El cierre de la frontera exterior para los viajeros llega acompañado de un restablecimiento generalizado de los controles fronterizos dentro de la zona Schengen. España se ha sumado este lunes a la creciente lista de países miembros de esa zona que recuperan unos controles que se habían ido suprimiendo desde 1995 y que solo excepcionalmente se habían recuperado.

La crisis migratoria de 2015 ya resquebrajó en gran parte la zona Schengen, una de las mayores conquistas de la UE, junto a la moneda única, durante sus 60 años de historia. La crisis del coronavirus podría darle la puntilla a un logro tan fundamental para la UE como la libre circulación sin pasaporte de hasta 400 millones de ciudadanos de 26 países.

La Comisión Europea, que al comienzo de la epidemia alertó en contra de la reintroducción de controles fronterizos, ahora ya se conforma con preservar la libre circulación de mercancías y el paso de trabajadores transfronterizos que operen en servicios esenciales.

Bruselas ha aprobado este lunes unas directrices para mantener ese mínimo de fluidez y preservar unos rescoldos de Schengen que permitan recuperar el histórico proyecto cuando remita el impacto del coronavirus.

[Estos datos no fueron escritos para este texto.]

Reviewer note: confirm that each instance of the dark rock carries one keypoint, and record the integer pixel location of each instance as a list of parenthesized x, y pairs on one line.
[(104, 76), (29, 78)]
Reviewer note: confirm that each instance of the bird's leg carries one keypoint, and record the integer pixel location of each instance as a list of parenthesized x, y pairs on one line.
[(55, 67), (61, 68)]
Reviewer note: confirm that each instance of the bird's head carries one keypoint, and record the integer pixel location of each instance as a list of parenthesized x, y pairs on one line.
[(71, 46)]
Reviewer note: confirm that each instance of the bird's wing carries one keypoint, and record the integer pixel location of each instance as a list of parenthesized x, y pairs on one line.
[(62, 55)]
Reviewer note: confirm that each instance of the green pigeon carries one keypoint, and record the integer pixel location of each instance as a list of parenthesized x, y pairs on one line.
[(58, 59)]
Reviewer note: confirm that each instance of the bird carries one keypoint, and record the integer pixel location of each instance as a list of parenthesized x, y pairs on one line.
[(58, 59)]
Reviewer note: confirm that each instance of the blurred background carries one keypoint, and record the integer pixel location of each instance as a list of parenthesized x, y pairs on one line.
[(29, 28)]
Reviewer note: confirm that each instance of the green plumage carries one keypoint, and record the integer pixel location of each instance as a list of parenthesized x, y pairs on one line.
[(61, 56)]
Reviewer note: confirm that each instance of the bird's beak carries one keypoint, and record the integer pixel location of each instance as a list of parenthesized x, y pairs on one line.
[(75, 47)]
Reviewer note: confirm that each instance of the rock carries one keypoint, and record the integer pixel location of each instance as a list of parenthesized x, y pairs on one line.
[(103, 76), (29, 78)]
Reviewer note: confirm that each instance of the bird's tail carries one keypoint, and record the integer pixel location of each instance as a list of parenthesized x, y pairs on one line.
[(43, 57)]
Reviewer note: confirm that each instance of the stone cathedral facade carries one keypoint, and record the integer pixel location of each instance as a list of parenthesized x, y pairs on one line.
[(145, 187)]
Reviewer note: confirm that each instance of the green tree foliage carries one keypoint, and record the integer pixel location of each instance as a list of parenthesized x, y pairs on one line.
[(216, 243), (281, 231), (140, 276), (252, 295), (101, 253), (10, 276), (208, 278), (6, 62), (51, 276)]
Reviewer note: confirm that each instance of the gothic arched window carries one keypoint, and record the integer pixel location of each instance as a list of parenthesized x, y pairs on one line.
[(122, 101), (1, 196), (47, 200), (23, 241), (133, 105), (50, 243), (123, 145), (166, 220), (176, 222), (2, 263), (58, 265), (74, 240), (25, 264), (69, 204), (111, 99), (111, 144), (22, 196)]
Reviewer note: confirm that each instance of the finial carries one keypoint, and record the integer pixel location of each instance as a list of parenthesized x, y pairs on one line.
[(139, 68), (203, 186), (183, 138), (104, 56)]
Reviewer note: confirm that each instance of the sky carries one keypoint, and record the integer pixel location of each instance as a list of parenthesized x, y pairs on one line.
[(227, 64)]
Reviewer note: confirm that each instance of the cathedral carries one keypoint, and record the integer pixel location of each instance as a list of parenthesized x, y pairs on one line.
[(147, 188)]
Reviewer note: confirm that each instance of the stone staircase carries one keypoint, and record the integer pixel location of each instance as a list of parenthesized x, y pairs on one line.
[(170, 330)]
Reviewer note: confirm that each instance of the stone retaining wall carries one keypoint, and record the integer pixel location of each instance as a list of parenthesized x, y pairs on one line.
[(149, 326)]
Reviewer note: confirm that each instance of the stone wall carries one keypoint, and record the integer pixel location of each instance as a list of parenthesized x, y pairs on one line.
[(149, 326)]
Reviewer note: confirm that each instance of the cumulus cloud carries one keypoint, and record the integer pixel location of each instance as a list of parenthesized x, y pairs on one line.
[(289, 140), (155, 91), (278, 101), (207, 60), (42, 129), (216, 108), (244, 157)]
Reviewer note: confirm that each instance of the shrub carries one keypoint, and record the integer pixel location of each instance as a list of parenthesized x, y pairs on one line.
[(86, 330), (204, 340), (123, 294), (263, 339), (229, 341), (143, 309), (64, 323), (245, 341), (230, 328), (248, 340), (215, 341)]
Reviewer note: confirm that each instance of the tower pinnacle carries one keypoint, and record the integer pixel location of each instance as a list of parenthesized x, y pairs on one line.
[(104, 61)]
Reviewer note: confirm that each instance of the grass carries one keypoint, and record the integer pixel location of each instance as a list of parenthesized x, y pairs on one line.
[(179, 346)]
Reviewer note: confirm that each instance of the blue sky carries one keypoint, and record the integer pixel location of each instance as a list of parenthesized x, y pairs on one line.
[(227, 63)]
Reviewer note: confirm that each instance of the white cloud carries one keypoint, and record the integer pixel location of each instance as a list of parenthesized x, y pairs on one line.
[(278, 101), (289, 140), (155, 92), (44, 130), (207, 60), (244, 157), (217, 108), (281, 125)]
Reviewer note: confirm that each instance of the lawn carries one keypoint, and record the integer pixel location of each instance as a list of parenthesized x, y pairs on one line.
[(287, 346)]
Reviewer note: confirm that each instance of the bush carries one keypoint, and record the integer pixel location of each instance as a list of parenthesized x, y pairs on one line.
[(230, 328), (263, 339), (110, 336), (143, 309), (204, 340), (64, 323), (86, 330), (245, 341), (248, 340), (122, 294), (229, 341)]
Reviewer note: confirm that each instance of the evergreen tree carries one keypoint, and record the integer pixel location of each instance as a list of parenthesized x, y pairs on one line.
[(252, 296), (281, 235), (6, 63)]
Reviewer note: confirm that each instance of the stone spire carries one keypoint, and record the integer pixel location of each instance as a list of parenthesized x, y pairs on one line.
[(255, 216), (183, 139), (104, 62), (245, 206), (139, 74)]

Las directrices señalan la necesidad de realizar “chequeos sistemáticos” en todos los puestos fronterizos del perímetro exterior de la zona Schengen, lo que incluye puertos y aeropuertos. El chequeo incluirá una verificación sobre el estado de salud del viajero, que podrá ser “primario”, es decir, una apreciación no especializada sobre síntomas visibles, o secundario, con participación de personal médico y con posibilidad de “entrevista en profundidad”, pruebas de laboratorio y repetición de la prueba de temperatura.

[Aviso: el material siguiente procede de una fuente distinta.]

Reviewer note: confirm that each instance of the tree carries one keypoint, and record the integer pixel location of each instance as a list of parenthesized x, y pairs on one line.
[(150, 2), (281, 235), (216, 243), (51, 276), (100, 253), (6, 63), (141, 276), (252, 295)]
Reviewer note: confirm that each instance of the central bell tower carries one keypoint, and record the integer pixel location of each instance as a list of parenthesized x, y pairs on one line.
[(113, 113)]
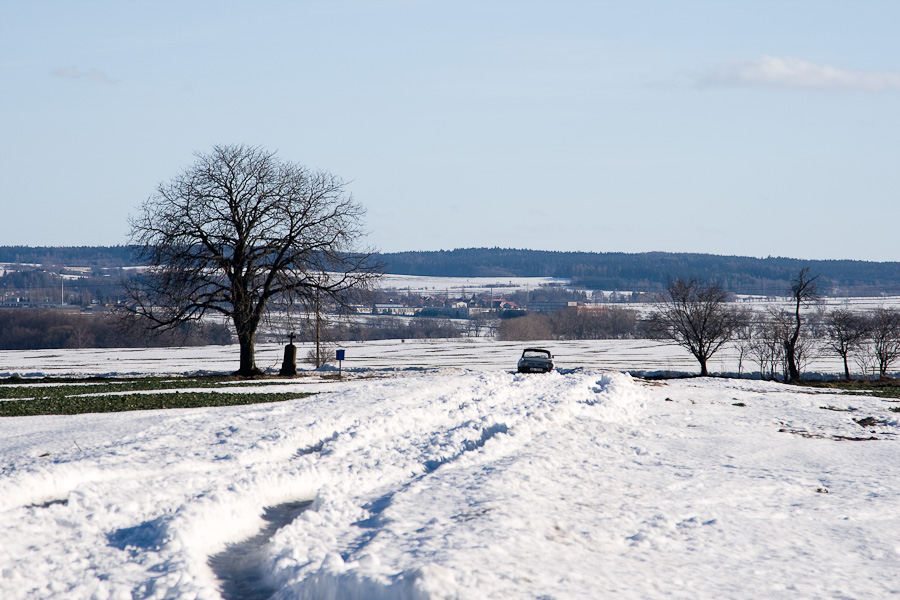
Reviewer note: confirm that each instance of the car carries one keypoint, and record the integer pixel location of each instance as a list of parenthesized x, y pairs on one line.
[(535, 360)]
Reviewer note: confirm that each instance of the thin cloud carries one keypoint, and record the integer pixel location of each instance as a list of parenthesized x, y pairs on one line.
[(76, 74), (794, 73)]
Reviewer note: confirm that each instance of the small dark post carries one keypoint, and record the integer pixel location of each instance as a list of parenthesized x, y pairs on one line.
[(289, 366), (340, 357)]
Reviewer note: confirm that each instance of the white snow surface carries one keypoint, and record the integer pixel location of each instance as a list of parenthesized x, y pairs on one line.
[(461, 483)]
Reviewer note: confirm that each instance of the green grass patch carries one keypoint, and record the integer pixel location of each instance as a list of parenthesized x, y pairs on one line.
[(72, 397)]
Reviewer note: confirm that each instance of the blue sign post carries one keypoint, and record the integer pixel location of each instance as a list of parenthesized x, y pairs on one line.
[(340, 357)]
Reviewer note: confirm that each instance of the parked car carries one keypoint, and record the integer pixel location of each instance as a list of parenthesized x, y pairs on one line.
[(535, 360)]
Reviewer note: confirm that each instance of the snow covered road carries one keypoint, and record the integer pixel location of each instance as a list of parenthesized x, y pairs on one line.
[(461, 484)]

Las directrices también confirman la posibilidad de imponer controles dentro de la zona Schengen, de manera temporal y excepcional. Von der Leyen tan solo pide que se haga “de manera proporcional”, “sin discriminar entre nacionales y ciudadanos de otros países de la UE” y siempre en base a razones médicas relacionadas con la epidemia del Covid-19. La Comisión también recomienda que los posibles controles internos se organicen de manera que no provoquen aglomeraciones, “dado que aumentaría el riesgo de contagio”. La gran preocupación de Bruselas en estos momentos es que esos controles no obstaculicen la libre circulación de bienes. “El flujo de mercancías en la UE debe continuar para garantizar el suministro de bienes, entre ellos productos esenciales como medicamentos, pero también alimentos y componentes que nuestras fábricas necesitan”, ha señalado Von der Leyen en rueda de prensa en Bruselas tras la teleconferencia del G-7.

La Comisión recuerda que no se pueden imponer controles adicionales sobre la exportación dentro del mercado interior ni exigir nuevas certificaciones para la entrada de productos ya autorizados.

Los Estados, según la Comisión, también deben “permitir y facilitar” la entrada de los llamados trabajadores transfronterizos (residentes en un país que realizan su actividad laboral en otro). No solo a los que estén empleados en el sector sanitario y alimentario, sino también a los de otros servicios esenciales como atención infantil, cuidados de la tercera edad, o personal de infraestructuras imprescindibles.